Задним числом я пожалел, что не принялся кататься по полу вместе с ним, когда мы вернулись домой.
— Сюрприз! — произношу я, распахивая пальто, чтобы показать его — как мне казалось тогда, домашнего любимца без недостатков.
Я позволяю ему прыгать по комнате, царапая когтями доски, в то время как Исузу наблюдает за ним, онемев от радости. По крайней мере, я так думаю.
— Его зовут Солдат, — сообщаю я, как раз перед всем этим — прежде чем он принимается скрести когтями доски, ползать на брюхе и кататься по полу, как идиот.
Я только хотел показать, каким забавным может оказаться щенок.
Думаю, Исузу увидела нечто большее: что этот новый щенок нравится мне куда больше, чем она. И в довершение всего, чтобы оскорбить ее еще сильнее, я позволяю себе назвать этого щенка ее именем — как забывчивый родитель, который дает младшему ребенку игрушки старшего.

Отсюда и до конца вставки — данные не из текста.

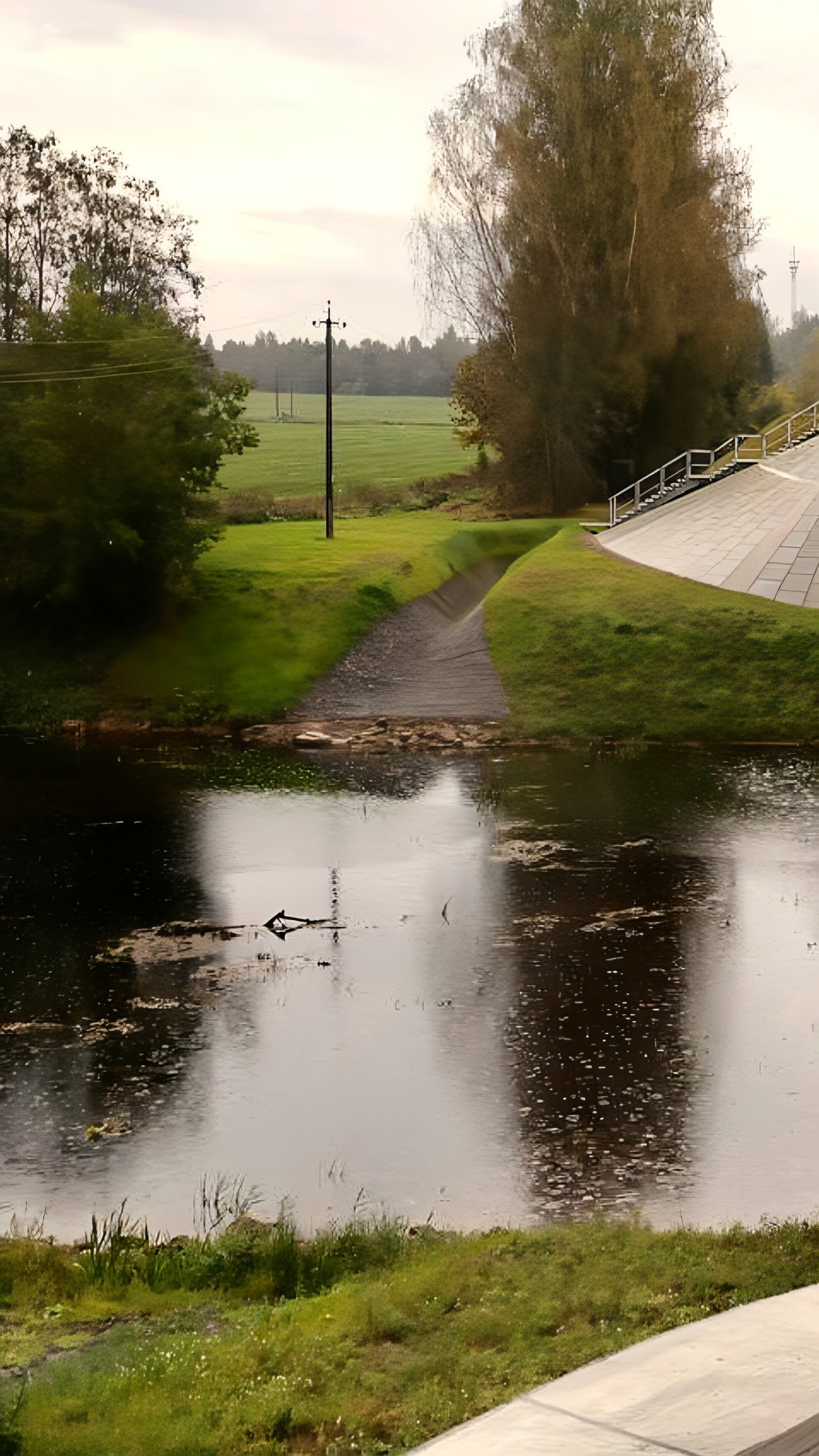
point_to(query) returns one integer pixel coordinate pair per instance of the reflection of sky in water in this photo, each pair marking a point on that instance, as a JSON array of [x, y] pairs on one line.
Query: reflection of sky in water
[[621, 1012]]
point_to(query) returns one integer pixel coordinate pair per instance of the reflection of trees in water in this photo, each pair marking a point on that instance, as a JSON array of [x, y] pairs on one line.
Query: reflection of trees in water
[[602, 1077], [89, 848], [595, 1033]]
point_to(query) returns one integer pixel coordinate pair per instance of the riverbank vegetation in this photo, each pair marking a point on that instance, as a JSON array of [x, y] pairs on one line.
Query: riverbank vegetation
[[589, 646], [369, 1338], [274, 607]]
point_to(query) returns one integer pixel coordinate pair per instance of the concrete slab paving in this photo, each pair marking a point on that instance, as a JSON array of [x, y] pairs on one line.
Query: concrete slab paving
[[742, 533], [716, 1388]]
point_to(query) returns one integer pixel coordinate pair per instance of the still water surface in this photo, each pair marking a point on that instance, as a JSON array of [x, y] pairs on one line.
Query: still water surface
[[618, 1010]]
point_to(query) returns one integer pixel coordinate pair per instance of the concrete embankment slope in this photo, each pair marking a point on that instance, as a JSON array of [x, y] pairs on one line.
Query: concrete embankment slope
[[755, 532], [429, 660], [742, 1382]]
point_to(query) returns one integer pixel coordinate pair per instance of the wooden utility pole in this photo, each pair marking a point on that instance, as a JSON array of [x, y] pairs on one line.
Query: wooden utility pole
[[330, 324]]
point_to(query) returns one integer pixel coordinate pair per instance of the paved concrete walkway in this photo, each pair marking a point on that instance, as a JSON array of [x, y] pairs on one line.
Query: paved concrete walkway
[[754, 532], [429, 660], [727, 1385]]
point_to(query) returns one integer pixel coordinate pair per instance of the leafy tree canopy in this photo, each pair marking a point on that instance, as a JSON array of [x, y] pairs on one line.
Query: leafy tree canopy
[[111, 432], [592, 223], [61, 212]]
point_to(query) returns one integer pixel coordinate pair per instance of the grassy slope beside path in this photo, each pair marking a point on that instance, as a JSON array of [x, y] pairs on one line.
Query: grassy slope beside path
[[589, 646], [410, 1338], [280, 606]]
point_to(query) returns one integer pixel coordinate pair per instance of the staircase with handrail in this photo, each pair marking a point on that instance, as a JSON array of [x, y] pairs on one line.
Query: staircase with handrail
[[693, 469]]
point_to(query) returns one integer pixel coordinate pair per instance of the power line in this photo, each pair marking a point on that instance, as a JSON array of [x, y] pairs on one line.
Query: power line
[[68, 376]]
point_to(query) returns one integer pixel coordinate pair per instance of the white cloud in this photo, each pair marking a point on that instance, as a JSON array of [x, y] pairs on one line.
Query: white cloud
[[295, 130]]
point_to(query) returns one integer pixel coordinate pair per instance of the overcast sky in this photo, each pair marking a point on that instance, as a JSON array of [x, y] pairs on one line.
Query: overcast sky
[[293, 130]]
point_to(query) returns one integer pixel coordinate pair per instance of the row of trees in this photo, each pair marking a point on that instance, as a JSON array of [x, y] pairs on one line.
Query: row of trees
[[591, 225], [61, 212], [113, 419], [369, 367]]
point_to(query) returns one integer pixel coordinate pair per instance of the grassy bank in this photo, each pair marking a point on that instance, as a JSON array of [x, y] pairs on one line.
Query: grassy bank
[[381, 441], [276, 606], [589, 646], [363, 1342]]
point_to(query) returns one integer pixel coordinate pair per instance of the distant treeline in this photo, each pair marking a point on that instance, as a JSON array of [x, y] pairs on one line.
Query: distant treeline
[[369, 367], [792, 346]]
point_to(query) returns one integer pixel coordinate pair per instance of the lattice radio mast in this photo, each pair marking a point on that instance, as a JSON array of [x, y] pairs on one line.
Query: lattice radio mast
[[793, 273]]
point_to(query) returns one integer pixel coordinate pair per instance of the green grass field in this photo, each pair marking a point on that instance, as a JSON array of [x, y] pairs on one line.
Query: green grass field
[[391, 440], [276, 606], [586, 646], [589, 646], [359, 1345]]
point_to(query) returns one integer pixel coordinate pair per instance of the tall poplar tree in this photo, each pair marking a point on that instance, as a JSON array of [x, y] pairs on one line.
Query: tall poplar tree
[[592, 222]]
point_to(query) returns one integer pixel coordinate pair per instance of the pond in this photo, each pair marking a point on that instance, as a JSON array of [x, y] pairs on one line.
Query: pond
[[548, 983]]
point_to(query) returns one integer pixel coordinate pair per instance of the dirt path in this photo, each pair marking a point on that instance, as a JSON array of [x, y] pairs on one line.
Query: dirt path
[[429, 660]]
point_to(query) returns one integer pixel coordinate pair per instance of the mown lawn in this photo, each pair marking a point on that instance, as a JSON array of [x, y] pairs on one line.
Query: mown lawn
[[589, 646], [394, 1342], [274, 607], [384, 441]]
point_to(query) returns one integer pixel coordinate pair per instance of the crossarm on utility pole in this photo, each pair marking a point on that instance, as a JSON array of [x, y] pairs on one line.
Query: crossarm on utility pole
[[330, 324]]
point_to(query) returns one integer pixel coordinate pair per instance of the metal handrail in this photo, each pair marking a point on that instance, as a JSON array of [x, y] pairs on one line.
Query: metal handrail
[[694, 465]]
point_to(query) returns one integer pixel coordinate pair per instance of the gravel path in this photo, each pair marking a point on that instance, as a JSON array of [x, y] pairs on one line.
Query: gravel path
[[429, 660]]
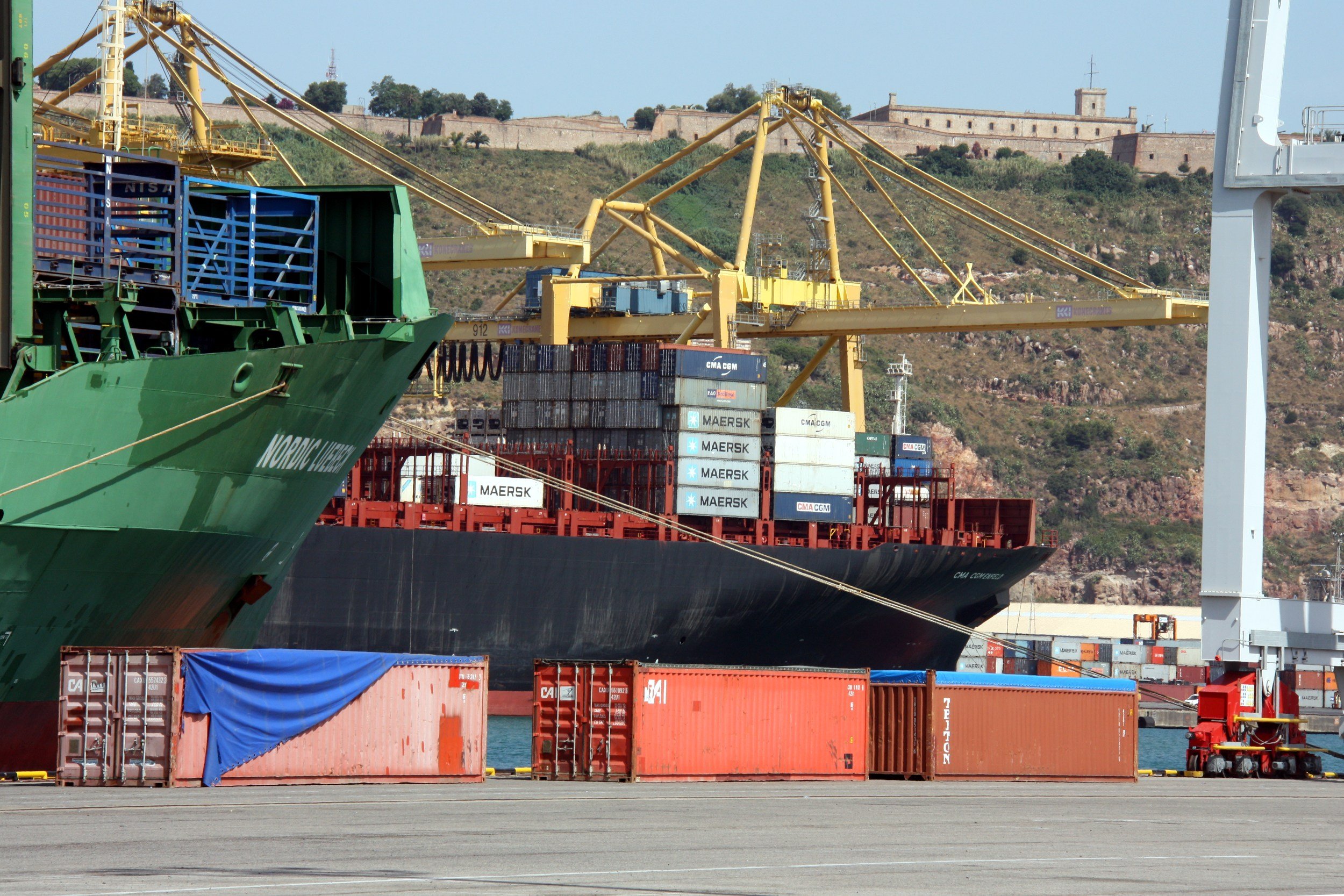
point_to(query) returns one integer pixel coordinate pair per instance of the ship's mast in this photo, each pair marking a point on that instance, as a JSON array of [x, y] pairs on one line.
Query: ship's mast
[[899, 396], [112, 49]]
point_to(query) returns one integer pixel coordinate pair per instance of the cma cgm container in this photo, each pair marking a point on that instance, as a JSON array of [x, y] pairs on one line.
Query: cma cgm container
[[354, 718], [635, 722], [969, 726]]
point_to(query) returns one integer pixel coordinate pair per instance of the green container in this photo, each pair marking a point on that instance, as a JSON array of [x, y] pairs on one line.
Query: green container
[[873, 445]]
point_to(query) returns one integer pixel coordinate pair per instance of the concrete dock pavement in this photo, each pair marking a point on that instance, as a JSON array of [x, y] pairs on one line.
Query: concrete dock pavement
[[1157, 836]]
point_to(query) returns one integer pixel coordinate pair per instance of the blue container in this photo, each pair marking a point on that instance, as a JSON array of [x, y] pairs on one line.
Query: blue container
[[813, 508], [916, 448], [905, 467], [533, 284], [713, 364]]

Так какое имя вы дадите своему конкуренту? Скорее всего, самое оскорбительное. Салага. Или парашечник. Или «Полижи-мою-задницу»?
— Ладно, — смягчается Исузу.
— «Салага» подойдет? — уточняю я.
Исузу мрачно кивает, ее руки еще скрещены на груди, как у маленького Наполеона.
— Ты его все еще ненавидишь? — торопливо спрашиваю я, поскольку у нее, кажется, еще сохраняется уступчивое настроение.
Исузу смотрит на своего щенка-вампира, Салага смотрит на нее. Щенок, из-за которого разгорелся весь сыр-бор — шоколадный Лабрадор, самая симпатичная порода, которая только существует на свете. По крайней мере, так должно быть. Вырастая, симпатяга превращается в самого мерзкого представителя породы лающих и тявкающих, какого только может завести ваш ближайший сосед. Вместе с ними растет и дикая потребность убивать. К счастью, Солдат никогда не станет более крупным и менее симпатичным, чем сейчас, когда он таращит на Исузу свои большущие щенячьи глазенки, а его ноздри слабо раздуваются, уже изучая запах нового хозяина.
— Думаю, нет, — говорит Исузу.
Возможно, она понимает, что ей будет с кем поиграть, пока я на работе.